A las seis menos cinco llegué a la puerta del local de la otra noche. Finalmente elegí unos pantalones azules amplios y una camisa blanca de flores estampadas. Mocasines bajos marrones y calcetines. Por supuesto, la ropa interior blanca de algodón. Esperaba que fuera así como le gustaría encontrarme. Yo entera era pura contradicción, nervios y excitación.

A lo lejos apareció él. Vestía de nuevo una camiseta de color indefinido y unos vaqueros viejos no demasiado limpios. Se protegía con unas gafas de sol, que no tardó en quitarse cuando me vio. Parece que él conocía el poder que su mirada ejercía en mí. Según se acercaba la mueca burlona de su boca se iba acentuando. Me alcanzó. Sin mediar palabra alguna, extendió su lengua ampliamente y recorrió con ella mi rostro, desde la barbilla hasta la frente. Me excitó indescriptiblemente sentir ese contacto húmedo sobre mi cara.

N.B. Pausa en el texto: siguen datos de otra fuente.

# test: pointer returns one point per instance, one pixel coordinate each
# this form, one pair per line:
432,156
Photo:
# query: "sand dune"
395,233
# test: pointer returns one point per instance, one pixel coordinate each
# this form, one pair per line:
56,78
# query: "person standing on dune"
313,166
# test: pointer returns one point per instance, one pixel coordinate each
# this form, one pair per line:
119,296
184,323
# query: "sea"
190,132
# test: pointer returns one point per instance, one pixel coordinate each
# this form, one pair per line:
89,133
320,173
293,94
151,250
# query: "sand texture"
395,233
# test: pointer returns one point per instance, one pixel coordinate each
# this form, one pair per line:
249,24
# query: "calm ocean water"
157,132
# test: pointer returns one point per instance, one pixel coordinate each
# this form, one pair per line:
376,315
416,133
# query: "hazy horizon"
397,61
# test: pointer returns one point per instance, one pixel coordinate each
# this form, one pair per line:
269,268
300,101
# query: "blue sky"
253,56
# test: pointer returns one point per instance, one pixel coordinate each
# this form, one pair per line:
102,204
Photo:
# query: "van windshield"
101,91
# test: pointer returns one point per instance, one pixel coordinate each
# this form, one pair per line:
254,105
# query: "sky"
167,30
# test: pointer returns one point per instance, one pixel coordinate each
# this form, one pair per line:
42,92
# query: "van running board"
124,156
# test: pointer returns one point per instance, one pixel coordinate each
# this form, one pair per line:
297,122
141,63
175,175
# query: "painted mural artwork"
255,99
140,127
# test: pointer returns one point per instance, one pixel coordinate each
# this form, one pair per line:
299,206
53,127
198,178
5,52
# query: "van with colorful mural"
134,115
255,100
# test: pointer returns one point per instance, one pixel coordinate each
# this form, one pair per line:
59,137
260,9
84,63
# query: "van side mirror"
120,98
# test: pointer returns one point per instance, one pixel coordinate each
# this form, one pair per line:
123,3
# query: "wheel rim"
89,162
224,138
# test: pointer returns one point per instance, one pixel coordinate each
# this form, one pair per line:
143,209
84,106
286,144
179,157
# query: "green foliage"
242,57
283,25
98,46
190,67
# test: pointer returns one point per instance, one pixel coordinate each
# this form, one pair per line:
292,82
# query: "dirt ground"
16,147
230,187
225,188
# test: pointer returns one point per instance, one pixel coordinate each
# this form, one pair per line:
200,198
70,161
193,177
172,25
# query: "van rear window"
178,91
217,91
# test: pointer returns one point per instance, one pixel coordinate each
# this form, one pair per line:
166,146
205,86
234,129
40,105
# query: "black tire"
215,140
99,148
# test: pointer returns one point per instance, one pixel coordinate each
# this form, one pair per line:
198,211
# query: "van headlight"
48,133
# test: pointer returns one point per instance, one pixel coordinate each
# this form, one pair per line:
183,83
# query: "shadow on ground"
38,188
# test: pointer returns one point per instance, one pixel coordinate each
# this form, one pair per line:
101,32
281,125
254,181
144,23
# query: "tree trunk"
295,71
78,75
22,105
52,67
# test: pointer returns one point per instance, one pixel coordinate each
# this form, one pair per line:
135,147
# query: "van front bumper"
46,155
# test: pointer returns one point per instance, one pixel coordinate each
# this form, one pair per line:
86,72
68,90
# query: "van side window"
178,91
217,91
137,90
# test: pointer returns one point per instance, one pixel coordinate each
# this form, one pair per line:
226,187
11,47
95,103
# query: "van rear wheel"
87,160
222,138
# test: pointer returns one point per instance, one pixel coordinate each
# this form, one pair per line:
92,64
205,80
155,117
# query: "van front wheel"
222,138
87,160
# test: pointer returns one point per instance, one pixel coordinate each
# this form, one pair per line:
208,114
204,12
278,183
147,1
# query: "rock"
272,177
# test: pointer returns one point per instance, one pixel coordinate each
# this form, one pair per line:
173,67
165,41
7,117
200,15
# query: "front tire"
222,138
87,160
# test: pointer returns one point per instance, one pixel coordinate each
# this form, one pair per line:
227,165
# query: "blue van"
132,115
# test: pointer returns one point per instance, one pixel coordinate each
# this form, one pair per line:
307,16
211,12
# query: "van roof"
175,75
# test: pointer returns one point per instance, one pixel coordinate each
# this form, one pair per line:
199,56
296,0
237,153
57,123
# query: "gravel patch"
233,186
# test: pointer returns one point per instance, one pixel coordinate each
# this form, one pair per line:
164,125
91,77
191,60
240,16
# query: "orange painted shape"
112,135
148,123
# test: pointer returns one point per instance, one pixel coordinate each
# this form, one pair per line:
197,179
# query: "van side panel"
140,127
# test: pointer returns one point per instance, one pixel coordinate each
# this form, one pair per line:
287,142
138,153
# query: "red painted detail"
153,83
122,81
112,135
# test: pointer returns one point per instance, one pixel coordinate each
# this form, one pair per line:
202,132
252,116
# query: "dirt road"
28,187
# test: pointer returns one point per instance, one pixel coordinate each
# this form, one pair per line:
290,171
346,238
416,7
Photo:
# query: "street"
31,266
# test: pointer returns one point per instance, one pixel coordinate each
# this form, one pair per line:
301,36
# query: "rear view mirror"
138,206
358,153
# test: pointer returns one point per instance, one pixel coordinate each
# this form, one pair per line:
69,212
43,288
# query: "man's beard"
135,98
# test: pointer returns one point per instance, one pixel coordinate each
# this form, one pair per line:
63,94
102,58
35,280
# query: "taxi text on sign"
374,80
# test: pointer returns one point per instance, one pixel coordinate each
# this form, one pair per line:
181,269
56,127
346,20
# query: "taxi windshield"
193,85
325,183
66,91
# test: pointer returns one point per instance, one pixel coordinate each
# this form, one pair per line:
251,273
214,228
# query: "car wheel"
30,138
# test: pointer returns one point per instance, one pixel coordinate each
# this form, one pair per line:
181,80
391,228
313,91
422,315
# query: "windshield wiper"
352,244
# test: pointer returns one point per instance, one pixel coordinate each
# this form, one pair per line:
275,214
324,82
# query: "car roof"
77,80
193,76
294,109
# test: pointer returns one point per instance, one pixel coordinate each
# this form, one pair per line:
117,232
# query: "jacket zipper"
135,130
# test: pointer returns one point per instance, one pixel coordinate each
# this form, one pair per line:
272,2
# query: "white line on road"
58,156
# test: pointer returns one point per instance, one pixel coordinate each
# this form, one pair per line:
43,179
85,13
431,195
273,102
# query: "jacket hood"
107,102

Me quede paralizada. Él se acercó a mi oido y me dijo:

  • ¿No decías que no ibas a venir? Vaya una zorrilla que estás hecha, al final va a ser que tu coño te tira más que la cabeza, así me gusta. Aunque cualquiera que te vea así vestida... Joder tía, pareces una jodida monja. Seguro que llevas un sujetador de abuela color carne.

Se separó un poco y me miró a los ojos. Yo continué quieta mientras él desabrochaba un par de botones de mi camisa y separaba la tela dejando a la vista la parte superior de mi sostén.

  • Blanca al menos. Algo es algo. Pero comprenderás que no puedo salir contigo si estás así vestida, Sor Zorrita.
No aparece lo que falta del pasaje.